Class A entities now have more stringent requirements. They must design and conduct independent cybersecurity audits, implement endpoint anomaly detection, and centralize their logging unless the CISO details an exemption reason in writing. They must also implement more excellent controls over privileged accounts and passwords.
CISOs are also now required to report to their senior governing body or other senior executives on material cybersecurity issues, including "significant cybersecurity events and significant changes to the covered entity's cybersecurity program."
Regarding cybersecurity, financial services firms are already among the most mature. Meeting these requirements should be an exercise in mostly reporting cybersecurity work already being done to the NYDFS. If not, 23 NYCRR Part 500 is a good reason to catch up.

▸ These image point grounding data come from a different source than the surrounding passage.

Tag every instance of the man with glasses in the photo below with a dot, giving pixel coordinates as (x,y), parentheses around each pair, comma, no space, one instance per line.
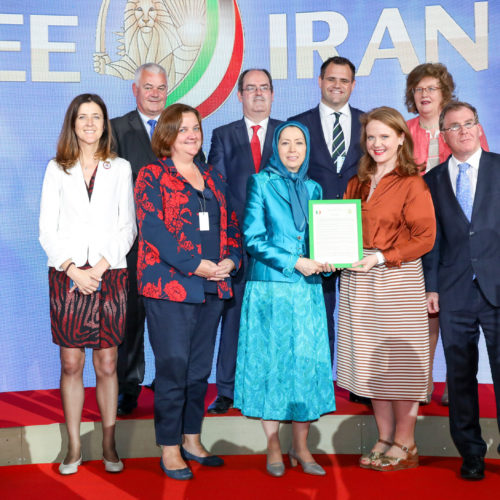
(462,274)
(335,151)
(240,149)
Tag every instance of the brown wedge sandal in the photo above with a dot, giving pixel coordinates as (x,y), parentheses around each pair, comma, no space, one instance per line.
(365,461)
(388,463)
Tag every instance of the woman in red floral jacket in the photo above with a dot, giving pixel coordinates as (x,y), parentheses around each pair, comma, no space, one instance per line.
(189,244)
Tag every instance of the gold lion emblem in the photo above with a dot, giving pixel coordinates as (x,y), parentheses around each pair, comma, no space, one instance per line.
(166,32)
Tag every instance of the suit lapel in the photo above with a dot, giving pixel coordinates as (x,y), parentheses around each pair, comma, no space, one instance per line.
(355,132)
(267,150)
(140,133)
(485,181)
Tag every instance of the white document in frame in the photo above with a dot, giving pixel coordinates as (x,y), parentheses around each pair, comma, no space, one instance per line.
(336,232)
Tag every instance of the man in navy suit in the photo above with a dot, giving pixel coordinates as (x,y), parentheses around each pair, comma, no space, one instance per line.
(240,149)
(132,133)
(462,274)
(331,164)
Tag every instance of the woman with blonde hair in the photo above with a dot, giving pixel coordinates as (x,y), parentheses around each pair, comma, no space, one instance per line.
(383,336)
(429,88)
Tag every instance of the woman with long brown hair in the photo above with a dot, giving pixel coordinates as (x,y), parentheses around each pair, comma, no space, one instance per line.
(383,337)
(87,226)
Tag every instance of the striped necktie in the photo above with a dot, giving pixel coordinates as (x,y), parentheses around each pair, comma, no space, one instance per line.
(464,196)
(152,125)
(338,143)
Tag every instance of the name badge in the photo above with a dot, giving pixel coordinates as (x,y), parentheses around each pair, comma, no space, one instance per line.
(204,222)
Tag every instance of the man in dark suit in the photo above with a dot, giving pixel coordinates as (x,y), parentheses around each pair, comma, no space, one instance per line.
(240,149)
(462,275)
(132,133)
(335,150)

The Digital Operations Resilience Act arrives
The Digital Operations Resilience Act, or DORA requirements, sets out concrete measures covering new security operations that all financial services firms that operate within the European Union (EU) must perform. These new rules include stricter controls and operational continuity plans, identifying their digital technology risks, submitting reports on digital technology-related incidents, test preparedness, and ensuring digital technology third parties are also resilient.
Penalties or criminal sanctions are written directly within the DORA regulation, yet individual EU nations will institute their own penalties and criminal sanctions. These can include fines of up to 10 million euros or 5% of the total annual revenue within that nation or up to 2% of the total annual worldwide revenues.

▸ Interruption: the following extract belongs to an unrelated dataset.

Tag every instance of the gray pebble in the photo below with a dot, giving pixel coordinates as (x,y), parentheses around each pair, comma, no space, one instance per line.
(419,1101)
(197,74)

The new regulations extend beyond EU-based financial services and technology services providers to include all companies that provide these services in the EU. All these entities should ensure they're operating within compliance with the new rules.
Like the NY state regulatory rules, most of these institutions should already be performing the work covered by DORA, and compliance should be as straightforward as layering a reporting structure on top of their existing program. DORA is also an excellent reason to get caught up for those where this isn't the case.
The President's AI Security and Safety Directive
The AI directive published by the White House issued in September 2023 may —or may not— cause some enterprises to pump their brakes in their implementation. The Executive Order calls for safety and security standards to apply to AO, new consumer and worker safeguards, and anti-bias systems to be developed by federal agencies and the makers of LLM AI models. The presidential directive also hopes to encourage security testing standards to be developed through public-private collaboration.
In terms of immediate impact, the executive underscores a proactive regulatory stance, urging businesses to swiftly align their AI strategies with the rapidly evolving legal framework around this technology. Organizations will also want to pay close attention to any bias in their home-developed models, the security of their models, and the data that feeds into their models and to ensure that their AI systems live up to the privacy and security promises their organization makes.
It's apparent from the data breaches we've witnessed and the significant actions taken by regulatory agencies in the past year that we're entering a new age in enterprise risk management and cybersecurity. Those enterprise security and risk management teams with the mature cyber risk management and cybersecurity programs in place will be able to adapt best going forward.